Houghton Mifflin Harcourt, February 2020. 389 pages.
Review written July 12, 2019, from an advance reader copy picked up at ALA Annual Conference

The Stars We Steal is a science fiction retelling of Jane Austen’s Persuasion. Because I love Persuasion so much, and because I love Diana Peterfreund’s science fiction retelling of it, For Darkness Shows the Stars, and because I loved Alexa Donne’s science fiction retelling of Jane Eyre, Brightly Burning, I picked this one up eagerly after I got the advance reader copy at ALA Annual Conference.

I’m afraid I was a little disappointed. It’s still a fun romance, with an interesting science fiction setting, but it’s not a terribly faithful retelling and doesn’t have the poignancy of the original.

Right off the bat, the difference in the age of the heroines made me less sympathetic. Anne Elliot in Persuasion, was nineteen years old when she was in love with Frederick Wentworth and was persuaded to reject him. The story takes place seven years later. She is twenty-six years old and has no prospects for marriage. In The Stars We Steal, Princess Leo Kolburg is nineteen years old.
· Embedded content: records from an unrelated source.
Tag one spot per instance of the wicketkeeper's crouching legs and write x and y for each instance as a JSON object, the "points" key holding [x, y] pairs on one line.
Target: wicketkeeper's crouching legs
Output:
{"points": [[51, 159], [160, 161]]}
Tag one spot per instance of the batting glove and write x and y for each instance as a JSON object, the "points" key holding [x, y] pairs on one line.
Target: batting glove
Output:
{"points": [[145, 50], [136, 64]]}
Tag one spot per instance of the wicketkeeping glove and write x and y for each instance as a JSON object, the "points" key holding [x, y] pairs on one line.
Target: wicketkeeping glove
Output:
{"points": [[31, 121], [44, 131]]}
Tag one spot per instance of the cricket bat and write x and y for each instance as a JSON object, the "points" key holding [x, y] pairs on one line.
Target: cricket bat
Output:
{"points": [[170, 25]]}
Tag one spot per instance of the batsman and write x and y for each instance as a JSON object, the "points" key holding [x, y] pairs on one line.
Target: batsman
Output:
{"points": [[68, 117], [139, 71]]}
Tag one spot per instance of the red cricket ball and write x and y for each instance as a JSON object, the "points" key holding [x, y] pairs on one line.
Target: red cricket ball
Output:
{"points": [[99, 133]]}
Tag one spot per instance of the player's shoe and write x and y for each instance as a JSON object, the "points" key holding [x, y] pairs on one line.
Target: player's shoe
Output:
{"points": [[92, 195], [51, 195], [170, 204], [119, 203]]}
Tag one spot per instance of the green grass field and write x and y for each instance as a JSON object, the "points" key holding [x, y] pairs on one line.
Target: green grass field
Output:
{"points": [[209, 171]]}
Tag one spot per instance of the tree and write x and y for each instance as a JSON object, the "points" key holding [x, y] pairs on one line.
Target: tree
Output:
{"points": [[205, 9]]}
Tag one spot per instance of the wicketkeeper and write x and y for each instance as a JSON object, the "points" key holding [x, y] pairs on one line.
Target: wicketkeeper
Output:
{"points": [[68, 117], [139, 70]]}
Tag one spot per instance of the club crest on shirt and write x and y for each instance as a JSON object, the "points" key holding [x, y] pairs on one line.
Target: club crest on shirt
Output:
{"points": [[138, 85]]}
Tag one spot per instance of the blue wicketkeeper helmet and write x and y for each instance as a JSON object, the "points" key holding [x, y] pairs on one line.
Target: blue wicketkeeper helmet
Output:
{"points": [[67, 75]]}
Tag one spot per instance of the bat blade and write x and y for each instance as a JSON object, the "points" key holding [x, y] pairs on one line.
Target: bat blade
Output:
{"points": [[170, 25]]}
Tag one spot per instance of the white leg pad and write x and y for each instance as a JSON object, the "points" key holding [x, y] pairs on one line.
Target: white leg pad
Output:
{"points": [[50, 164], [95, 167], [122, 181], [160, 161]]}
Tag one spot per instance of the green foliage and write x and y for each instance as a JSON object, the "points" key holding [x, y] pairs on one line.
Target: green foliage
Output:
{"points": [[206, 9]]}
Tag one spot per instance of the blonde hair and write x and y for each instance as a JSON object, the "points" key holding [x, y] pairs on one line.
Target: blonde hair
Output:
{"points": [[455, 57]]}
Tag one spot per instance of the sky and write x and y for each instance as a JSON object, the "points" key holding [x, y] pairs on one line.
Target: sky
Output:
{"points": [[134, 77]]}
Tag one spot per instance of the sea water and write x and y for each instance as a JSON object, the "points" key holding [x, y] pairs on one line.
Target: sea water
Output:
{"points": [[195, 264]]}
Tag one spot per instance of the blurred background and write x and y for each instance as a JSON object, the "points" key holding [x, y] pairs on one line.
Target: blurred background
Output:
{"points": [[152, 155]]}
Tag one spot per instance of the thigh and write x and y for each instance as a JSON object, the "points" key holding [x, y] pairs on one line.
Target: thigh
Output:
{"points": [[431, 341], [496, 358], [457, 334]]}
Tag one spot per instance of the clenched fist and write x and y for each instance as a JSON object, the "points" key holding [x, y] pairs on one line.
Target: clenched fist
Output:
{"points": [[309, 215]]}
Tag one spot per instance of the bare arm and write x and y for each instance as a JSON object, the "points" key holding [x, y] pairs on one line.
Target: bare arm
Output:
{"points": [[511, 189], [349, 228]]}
She was briefly engaged to Elliot Wentworth when she was sixteen, but her father and aunt opposed the engagement. I probably shouldn’t be less sympathetic to younger love, but Leo seems to have much more chance for finding someone new than Anne Elliot did.

Anyway, that aside, Leo is a princess living in a society centered in space – humans have taken to space while waiting for earth to warm up from a human-induced ice age. She’s a princess, and lives with her father and sister – but they are running out of money, so Leo has rented out their ship while they stay with their aunt on the Scandinavian and participate in the big once-every-five-years match event where all the eligible young royals and nobility get together to find matches.

Now, Leo needs to find a match with money to save her family’s ship. But she would rather get the money with her water filtration invention. Meanwhile, Elliot is now wealthy, captaining a ship of his own, and ready to find a match. He doesn’t seem to mind Leo becoming fully aware of what she lost.

I want to mention, without giving anything away, that this book has the first mention I’ve seen in a YA novel of an asexual character. It’s a nice answer to a marriage of convenience.

The plot itself is somewhat convoluted. I didn’t really believe some of the interactions and motivations.

However, that said, I did thoroughly enjoy reading this book. It may not be my new favorite, but it was a whole lot of fun, and I hope Alexa Donne has more retellings in store for readers in the future, with more insight into this future society in the stars where the glittering wealthy try to forget about those who are struggling for space and food and teens figure out their response to that.